In fact I lean towards making things like the following illegal for non-nullable variables

x?.method
x ?: y
if (x == null) ...

That would just make prototyping and "trying out" harder. I personaly hate defensive code but in this case it does exactly what it is supposed to do. Do you plan to make also

x := 5
if (x < 4) echo(x)

illegal? I'm all for poiting all of that out as warnings but making it compile errors sounds as irritating as declaring a precise set of checked exceptions in Java signatures. How many times did you have to comment out an exception in the method signature after you had commented out a block of function code in it just to try something? ;)

brian Sun 12 Oct 2008

So that non-nullable variables cannot hold null still does not establish any clear benefits of annotation in the presence of "weak nullable rules".

John I don't see this as so black and white - to me it is a spectrum of gray and we just have to find where Fan sits. No type system is perfect - it is merely finding the right trade-off which provides good static analysis without burdening developers. You seem be saying that basic things like checking null literals is useless. Well I implemented those checks today and I think this is going to be a pretty huge deal compared with how idiotic Java code is structured. Something as simple as the null literal check does indeed catch a ton of things - literally hundreds of places where my manual annotations where incorrect. In fact several dozen of my tests which were checking null conditions went away because the offending code did not even compile anymore.

x := 5
if (x < 4) echo(x)

Why would that be illegal? In fact once we implement value types we can optimize that comparison to a single Java opcode (versus all the null checking we perform today).

helium Mon 13 Oct 2008

Why would that be illegal?

I can only guess, but perhaps because x cannot be less than 4 in this case as it's 5? But this fact isn't reflected by the type system (and that would be hard with mutable state) so it obviously has nothing to do with the null debate.

katox Mon 13 Oct 2008

Why would that be illegal? In fact once we implement value types we can optimize that comparison to a single Java opcode (versus all the null checking we perform today).

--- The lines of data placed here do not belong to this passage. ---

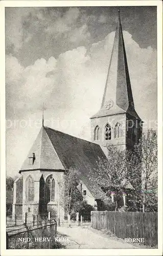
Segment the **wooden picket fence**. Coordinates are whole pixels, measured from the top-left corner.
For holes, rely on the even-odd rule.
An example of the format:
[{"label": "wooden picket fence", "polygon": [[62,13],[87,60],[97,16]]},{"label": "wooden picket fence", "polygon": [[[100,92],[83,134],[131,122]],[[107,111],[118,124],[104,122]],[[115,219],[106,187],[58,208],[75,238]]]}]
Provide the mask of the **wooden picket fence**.
[{"label": "wooden picket fence", "polygon": [[157,212],[92,211],[91,226],[122,239],[144,238],[144,245],[157,246]]}]

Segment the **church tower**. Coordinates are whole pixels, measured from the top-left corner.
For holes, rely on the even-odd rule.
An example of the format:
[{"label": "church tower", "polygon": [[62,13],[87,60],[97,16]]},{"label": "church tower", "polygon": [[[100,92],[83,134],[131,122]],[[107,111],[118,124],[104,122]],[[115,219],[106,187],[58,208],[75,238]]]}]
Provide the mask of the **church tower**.
[{"label": "church tower", "polygon": [[135,110],[120,11],[103,100],[91,118],[91,141],[103,146],[132,148],[142,135]]}]

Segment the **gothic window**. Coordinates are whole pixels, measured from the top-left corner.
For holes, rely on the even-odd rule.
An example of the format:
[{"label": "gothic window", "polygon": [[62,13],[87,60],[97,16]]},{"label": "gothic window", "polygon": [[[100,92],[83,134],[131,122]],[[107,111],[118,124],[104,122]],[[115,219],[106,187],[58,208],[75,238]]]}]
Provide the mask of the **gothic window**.
[{"label": "gothic window", "polygon": [[31,176],[29,176],[26,180],[26,192],[27,200],[29,202],[33,201],[34,198],[34,182]]},{"label": "gothic window", "polygon": [[99,126],[97,125],[94,131],[94,140],[99,140]]},{"label": "gothic window", "polygon": [[105,127],[105,140],[111,140],[111,127],[108,123],[107,123]]},{"label": "gothic window", "polygon": [[132,135],[133,135],[133,123],[131,120],[129,120],[127,123],[128,127],[128,137],[131,140],[132,139]]},{"label": "gothic window", "polygon": [[114,138],[120,138],[122,137],[122,130],[121,124],[118,122],[114,128]]},{"label": "gothic window", "polygon": [[46,180],[46,199],[47,203],[55,201],[55,181],[52,176],[50,176]]}]

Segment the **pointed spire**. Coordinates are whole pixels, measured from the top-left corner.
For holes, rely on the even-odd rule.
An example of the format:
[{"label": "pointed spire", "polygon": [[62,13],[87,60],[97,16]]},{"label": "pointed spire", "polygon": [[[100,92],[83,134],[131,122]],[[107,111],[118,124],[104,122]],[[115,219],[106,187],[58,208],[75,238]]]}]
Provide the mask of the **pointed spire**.
[{"label": "pointed spire", "polygon": [[119,9],[101,110],[98,116],[92,117],[124,112],[138,117],[134,109]]}]

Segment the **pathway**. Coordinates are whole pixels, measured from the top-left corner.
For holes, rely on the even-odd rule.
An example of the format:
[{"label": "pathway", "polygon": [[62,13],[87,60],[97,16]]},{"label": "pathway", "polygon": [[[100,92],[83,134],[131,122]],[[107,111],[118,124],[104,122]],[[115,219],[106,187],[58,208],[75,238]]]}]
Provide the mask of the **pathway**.
[{"label": "pathway", "polygon": [[62,243],[66,248],[89,249],[136,249],[143,246],[125,243],[123,239],[103,235],[101,231],[91,228],[80,227],[57,227],[57,231],[61,237],[68,238],[69,242]]}]

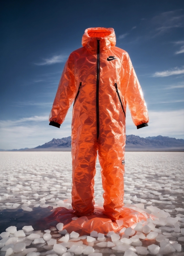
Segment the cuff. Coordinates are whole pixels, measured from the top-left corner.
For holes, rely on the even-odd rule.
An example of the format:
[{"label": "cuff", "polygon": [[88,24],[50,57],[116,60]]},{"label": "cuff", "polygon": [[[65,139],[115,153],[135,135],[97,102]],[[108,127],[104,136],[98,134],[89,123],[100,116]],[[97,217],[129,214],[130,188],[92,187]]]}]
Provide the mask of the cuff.
[{"label": "cuff", "polygon": [[142,128],[143,127],[145,127],[145,126],[148,126],[148,125],[147,123],[145,123],[144,124],[141,124],[141,125],[137,125],[137,129],[140,129],[140,128]]},{"label": "cuff", "polygon": [[55,126],[55,127],[57,127],[58,128],[60,128],[61,125],[56,123],[56,122],[54,122],[53,121],[51,121],[49,123],[49,125],[52,125],[52,126]]}]

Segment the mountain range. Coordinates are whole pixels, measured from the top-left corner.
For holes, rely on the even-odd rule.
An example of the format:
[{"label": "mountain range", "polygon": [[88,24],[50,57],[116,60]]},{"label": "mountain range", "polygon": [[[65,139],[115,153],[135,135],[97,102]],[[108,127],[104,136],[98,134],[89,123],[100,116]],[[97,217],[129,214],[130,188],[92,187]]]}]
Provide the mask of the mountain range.
[{"label": "mountain range", "polygon": [[[184,140],[159,135],[141,138],[135,135],[126,136],[127,151],[183,151]],[[1,151],[5,151],[0,150]],[[6,151],[70,151],[71,137],[53,139],[50,141],[33,148],[21,148]]]}]

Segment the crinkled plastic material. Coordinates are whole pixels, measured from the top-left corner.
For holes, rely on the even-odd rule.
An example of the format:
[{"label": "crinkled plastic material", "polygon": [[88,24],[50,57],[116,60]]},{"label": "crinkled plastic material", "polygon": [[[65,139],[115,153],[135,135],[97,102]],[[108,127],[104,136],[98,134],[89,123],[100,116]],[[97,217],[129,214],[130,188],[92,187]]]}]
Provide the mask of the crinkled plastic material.
[{"label": "crinkled plastic material", "polygon": [[59,127],[74,101],[72,124],[72,205],[78,216],[94,210],[97,151],[104,192],[104,213],[123,214],[128,104],[138,129],[148,117],[142,92],[127,53],[116,47],[113,29],[85,31],[83,47],[70,55],[49,117]]},{"label": "crinkled plastic material", "polygon": [[145,215],[123,207],[121,218],[119,218],[123,221],[123,224],[119,226],[115,221],[112,221],[103,214],[103,207],[95,207],[93,214],[85,215],[73,220],[72,218],[77,216],[73,210],[59,207],[52,210],[51,211],[53,211],[53,213],[44,220],[48,227],[49,223],[54,221],[55,224],[56,222],[63,223],[63,229],[66,229],[69,233],[75,231],[80,236],[90,234],[94,231],[105,235],[110,231],[118,232],[124,227],[131,227],[142,220],[146,221]]}]

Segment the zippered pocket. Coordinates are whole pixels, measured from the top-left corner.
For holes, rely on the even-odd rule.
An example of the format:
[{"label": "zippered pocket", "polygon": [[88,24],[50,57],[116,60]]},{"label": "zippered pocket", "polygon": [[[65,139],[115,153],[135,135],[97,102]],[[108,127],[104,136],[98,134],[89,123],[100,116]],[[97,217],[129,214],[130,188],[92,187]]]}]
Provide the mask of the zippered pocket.
[{"label": "zippered pocket", "polygon": [[124,110],[124,108],[123,107],[123,104],[122,103],[122,101],[121,101],[121,98],[120,98],[120,96],[119,96],[119,92],[118,91],[118,86],[117,85],[117,83],[115,83],[114,86],[116,88],[116,92],[117,93],[117,94],[118,95],[118,98],[119,98],[119,101],[120,101],[120,103],[121,103],[121,107],[122,108],[122,109],[123,109],[123,113],[124,114],[125,117],[126,117],[126,114],[125,114],[125,111]]},{"label": "zippered pocket", "polygon": [[79,88],[78,89],[78,91],[77,93],[77,94],[76,95],[76,96],[75,96],[75,100],[74,101],[74,103],[73,103],[73,106],[74,106],[74,104],[75,104],[75,102],[76,101],[76,100],[77,99],[77,97],[78,96],[78,95],[79,93],[79,92],[80,91],[80,89],[81,88],[81,86],[82,86],[82,82],[81,82],[80,83],[80,85],[79,85]]}]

That's the point. It is the same case as if (x == null) ... and the rest. It can be optimized out (and warning about unreachable code, always false condition etc. could be printed). What is so special about on "overdone" code on non-nulls that the compiler would handle it differently?

katox Mon 13 Oct 2008

I can only guess, but perhaps because x cannot be less than 4 in this case as it's 5?

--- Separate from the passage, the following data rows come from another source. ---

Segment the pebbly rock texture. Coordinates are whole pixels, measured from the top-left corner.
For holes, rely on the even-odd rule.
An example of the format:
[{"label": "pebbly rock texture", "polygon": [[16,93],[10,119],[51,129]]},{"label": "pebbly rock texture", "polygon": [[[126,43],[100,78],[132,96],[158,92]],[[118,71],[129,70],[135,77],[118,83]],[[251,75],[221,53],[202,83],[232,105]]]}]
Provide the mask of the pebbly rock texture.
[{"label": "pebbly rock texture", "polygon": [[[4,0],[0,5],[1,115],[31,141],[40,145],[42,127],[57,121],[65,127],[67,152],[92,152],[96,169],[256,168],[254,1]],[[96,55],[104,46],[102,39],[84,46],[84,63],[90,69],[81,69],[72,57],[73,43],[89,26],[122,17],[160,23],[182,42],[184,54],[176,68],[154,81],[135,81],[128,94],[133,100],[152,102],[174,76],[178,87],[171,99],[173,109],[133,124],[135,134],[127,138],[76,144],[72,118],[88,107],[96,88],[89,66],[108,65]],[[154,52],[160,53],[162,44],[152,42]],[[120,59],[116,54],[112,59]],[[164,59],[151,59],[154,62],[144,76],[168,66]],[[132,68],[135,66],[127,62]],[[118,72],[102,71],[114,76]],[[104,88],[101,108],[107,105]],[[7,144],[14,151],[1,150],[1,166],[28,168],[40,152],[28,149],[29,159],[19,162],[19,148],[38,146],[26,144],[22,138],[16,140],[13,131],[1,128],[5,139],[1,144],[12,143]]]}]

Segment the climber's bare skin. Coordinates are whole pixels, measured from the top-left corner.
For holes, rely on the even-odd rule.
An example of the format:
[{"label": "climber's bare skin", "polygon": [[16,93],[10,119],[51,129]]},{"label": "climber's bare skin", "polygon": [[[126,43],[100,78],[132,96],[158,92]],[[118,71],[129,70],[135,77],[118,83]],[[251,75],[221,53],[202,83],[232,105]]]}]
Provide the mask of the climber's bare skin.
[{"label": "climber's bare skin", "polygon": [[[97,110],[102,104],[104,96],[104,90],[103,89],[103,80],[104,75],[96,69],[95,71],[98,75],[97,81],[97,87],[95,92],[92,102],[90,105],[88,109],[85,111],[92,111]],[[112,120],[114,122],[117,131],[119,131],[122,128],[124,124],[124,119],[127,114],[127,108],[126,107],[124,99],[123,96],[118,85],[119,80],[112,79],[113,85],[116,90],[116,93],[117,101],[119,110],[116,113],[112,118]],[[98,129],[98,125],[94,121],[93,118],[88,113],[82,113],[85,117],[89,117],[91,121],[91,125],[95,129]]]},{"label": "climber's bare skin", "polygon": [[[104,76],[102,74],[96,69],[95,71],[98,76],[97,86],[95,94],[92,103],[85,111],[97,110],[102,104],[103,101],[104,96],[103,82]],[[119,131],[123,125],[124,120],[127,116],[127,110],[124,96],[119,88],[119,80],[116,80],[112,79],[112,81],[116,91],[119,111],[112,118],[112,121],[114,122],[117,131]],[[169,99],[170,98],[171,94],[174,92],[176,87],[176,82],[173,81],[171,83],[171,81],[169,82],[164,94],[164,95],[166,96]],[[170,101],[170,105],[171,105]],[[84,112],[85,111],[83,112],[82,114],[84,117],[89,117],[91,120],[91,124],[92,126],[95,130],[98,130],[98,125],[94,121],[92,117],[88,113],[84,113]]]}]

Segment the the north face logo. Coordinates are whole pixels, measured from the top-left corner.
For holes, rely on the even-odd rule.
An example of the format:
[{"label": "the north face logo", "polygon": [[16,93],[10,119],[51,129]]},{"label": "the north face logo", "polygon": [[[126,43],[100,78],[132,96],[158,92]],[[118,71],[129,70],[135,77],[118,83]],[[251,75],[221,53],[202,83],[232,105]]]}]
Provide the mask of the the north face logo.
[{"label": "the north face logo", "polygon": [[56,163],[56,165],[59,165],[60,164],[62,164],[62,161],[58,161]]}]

No, if you don't share state between threads (and Fan doesn't, correct me if I'm wrong) the compiler could prove it quite easily. For instance gcc would optimized it out completely. It is clearly a dead code much like Str x := "hello"; if (x == null) .... I don't see a difference but the information used to prove it (type system vs. constants).

brian Mon 13 Oct 2008

I don't see a difference but the information used to prove it (type system vs. constants).

The Fan compiler could optimize it (and maybe will someday). But remember we also have HotSpot under us doing its own optimization - so in general we don't need to obsess about optimizations (although compiler level never hurts).

I don't think it is the same thing at all because it is legal by the type system. If for example x was declared to be a positive number by the type system and we were comparing against something provably incorrect, then yes we should make it illegal.

I'm not sure if making null checks against non-nullable types is the correct course. I'm going to prototype it and see how it works.